未来郵便 〜15年越しのラブレター〜
とりあえず、誰の声も聞こえない。
葉山達はここにはいないようだ。

安心しつつも油断せず忍び足で階段を登り、初めて秘書課がある十八階にたどり着いた。


「すっご……」


下の階とは全然違う。
綺麗で、上品。どこかのホテルみたいだと思った。

床は全面カーペット貼り、各部屋の扉はスイートルームみたいな作りで照明もお洒落。

こんな環境で働けるなんて、秘書課が会社の女の子達から羨望の眼差しで見られてるのも頷ける。


「ここが秘書課か」


なんか入るの凄く緊張するんですけどっ。

というか、私なんかが来てもいいのかな。
一応社員だけど末端の末端の人間だし……


なかなか決心がつかなくて、秘書課のドアの前でノックしようと手を出しては引っ込める。

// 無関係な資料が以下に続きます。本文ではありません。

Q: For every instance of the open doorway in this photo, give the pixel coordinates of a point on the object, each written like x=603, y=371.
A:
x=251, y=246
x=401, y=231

何度か繰り返していると、突然ガチャとドアが開いて中からスーツをビシッと着こなした女性が出てきた。


「どちら様ですか?」

「す、すみません。営業一課の西條です。平野課長より書類を預かってきました」

「ああ、平野君のとこの新人さんね」

「はい。あの、斎藤さんはいらっしゃいますか?」

「私が斎藤です」

「え?あっ、失礼しました。これがお預かりした書類です」

「ふふ。そんな緊張しなくても大丈夫よ」


斎藤さんは艶やかな唇を上げて笑うと、「ありがとう」と茶封筒を受け取った。


なんか格好良い……

姿勢、仕草、身なり。
全てが清楚で上品で、綺麗だ。

才色兼備、キャリアウーマン。
斎藤さんのためにあるような言葉だと思う。

女の私でも目を惹かれる。


「そんな見つめられると照れるわ」

「あっ!ご、ごめんなさい!」


あー、やっちゃった!
恥ずかし過ぎる私。

カァッと赤くなった頬に手を当てると、「やられたわね」と斎藤さんのため息混じりの声が聞こえた。